HABARI: NEWS JANUARY 2012
The school year in Kenya started well in the first week of January 2012 and students of Fr. Symon School for Nomads started reporting gradually. The reason for this was because the best day of the week for parents to bring the children back to school was the first day of the new year and there was the problem of public transportation and shopping for children. By the end of the week more than half of the children were back and teaching was going on. On January 9, 2012 we were expecting our new children and by the end of the week 23 out of 30 expected children had arrived and this is a good number. Our 8th graders are very happy with the desks and chairs that we shipped with the container; they are using them for the first time.
Prior to children reporting back the workers had reported after Christmas break and construction work was going on. Plastering of the new toilets and shower rooms is completed and they will be working on the trough and the floor. Some of the workers have been assigned to the pending completion of two units of teachers’ house. Roofing is underway and this will be followed by plastering and other jobs.

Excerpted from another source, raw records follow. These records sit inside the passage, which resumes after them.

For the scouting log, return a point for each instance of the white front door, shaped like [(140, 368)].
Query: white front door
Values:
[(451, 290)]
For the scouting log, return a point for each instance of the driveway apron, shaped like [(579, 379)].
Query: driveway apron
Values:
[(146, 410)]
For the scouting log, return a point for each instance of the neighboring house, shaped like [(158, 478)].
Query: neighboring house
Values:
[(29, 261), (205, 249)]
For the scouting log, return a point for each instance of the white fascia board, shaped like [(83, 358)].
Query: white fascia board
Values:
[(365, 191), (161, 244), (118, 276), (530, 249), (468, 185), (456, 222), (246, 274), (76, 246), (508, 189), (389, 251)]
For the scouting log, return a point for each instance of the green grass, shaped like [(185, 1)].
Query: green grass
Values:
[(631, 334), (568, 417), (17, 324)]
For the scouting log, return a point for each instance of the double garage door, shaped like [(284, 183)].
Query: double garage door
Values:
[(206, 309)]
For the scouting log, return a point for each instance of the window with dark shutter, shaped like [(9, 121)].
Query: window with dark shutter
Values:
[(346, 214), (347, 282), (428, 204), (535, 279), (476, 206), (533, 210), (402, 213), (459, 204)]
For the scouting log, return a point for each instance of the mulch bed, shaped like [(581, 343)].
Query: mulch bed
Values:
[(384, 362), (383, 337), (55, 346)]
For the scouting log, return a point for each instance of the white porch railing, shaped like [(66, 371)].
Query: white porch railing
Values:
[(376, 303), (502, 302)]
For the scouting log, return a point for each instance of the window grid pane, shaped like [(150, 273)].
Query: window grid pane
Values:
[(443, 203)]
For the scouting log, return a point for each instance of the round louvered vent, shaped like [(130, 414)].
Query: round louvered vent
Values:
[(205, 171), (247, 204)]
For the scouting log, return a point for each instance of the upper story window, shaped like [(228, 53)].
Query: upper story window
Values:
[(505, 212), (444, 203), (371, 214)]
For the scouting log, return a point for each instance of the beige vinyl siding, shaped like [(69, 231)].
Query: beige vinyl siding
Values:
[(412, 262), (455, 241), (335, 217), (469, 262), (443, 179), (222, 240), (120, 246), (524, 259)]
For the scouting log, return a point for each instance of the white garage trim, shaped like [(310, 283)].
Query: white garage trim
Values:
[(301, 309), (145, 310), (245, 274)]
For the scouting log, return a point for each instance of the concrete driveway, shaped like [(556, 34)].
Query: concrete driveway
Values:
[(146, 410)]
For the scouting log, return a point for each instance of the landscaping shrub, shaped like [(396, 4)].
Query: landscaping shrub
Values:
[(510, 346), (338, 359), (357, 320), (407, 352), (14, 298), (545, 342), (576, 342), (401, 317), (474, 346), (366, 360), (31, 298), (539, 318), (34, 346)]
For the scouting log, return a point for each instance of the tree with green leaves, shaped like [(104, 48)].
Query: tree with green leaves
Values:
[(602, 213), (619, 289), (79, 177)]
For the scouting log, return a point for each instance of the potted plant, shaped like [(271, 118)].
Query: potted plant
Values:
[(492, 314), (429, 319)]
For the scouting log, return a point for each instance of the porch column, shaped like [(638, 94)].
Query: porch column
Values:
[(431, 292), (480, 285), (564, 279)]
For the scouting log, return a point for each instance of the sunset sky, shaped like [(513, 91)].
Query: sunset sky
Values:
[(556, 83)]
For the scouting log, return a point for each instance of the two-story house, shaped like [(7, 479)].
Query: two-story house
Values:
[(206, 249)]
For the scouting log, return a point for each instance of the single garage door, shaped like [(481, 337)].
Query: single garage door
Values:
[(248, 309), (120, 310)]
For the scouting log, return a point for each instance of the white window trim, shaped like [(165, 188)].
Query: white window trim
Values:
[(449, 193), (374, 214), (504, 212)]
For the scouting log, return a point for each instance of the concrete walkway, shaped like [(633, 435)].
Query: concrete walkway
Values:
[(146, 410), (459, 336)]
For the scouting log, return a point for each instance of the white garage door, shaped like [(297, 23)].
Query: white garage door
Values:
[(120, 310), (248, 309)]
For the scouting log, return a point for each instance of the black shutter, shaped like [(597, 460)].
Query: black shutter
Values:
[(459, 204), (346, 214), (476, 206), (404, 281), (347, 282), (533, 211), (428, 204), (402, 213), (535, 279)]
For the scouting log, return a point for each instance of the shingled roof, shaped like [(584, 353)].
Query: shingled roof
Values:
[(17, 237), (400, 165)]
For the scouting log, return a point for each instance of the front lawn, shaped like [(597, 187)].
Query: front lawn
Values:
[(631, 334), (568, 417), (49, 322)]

The school year goes with the calendar year and is divided into three terms, Term 1 runs from January to March, Term 2 from May to July and Term 3 from September to November. Primary school students normally vary in age from six to fifteen years. The reason for this is that children may start school at any age. A child will normally be expected to begin class one around age seven. I went to class one at the age of ten and was in a boarding school 100 miles away from my home. Recently after the introduction of free primary education in Kenya, children who had previously dropped out for lack of school fees returned to school and had to go back to the classes which they left. The frequency with which some children repeated one class also caused some of them to be in the same class with younger ones than they are. It is also reported that rural children from poorer households and with little educational background at home often have difficulty following the curriculum and so are held back regularly. It is not uncommon for a child to repeat a class (this practice has been discouraged).
Although Kenya is among the countries that eliminated school fees as a major obstacle to education, it is stated that other significant costs remain, including the cost of providing a school uniform for a child, meals, medications, textbooks and construction of buildings in public schools and all parents are expected to contribute equally. Among some tribes like the Maasai, the outdated female genital mutilation that sets girls for early marriages remains a major obstruction to girl-child education. Effects of drought and widespread household poverty have always exposed more girls than boys to issues of child labor as they seek to fend for water, pasture and food for their siblings at the expense of their education.
Most domestic problems are compounded by discriminative practices such as reluctance by some parents to invest in the education of their girls. Besides parents’ reluctance there is lack of proper sanitation facilities such as good toilets and sanitary towels that has also compromised girls’ school attendance and performance. These are some of the things I have asked our matron and parents, especially mothers to discuss and become informed on these problems and to find ways that will make the girls remain active for daily learning activities.
I will be visiting Kenya in February 2012 and one of the things I want to do is have a meeting with parents on the visiting day when most of them visit and find out from them how best we can help to educate them (parents) on some of the issues they need to know. We can have workshops or simple seminars with parents and students especially those in the graduating class.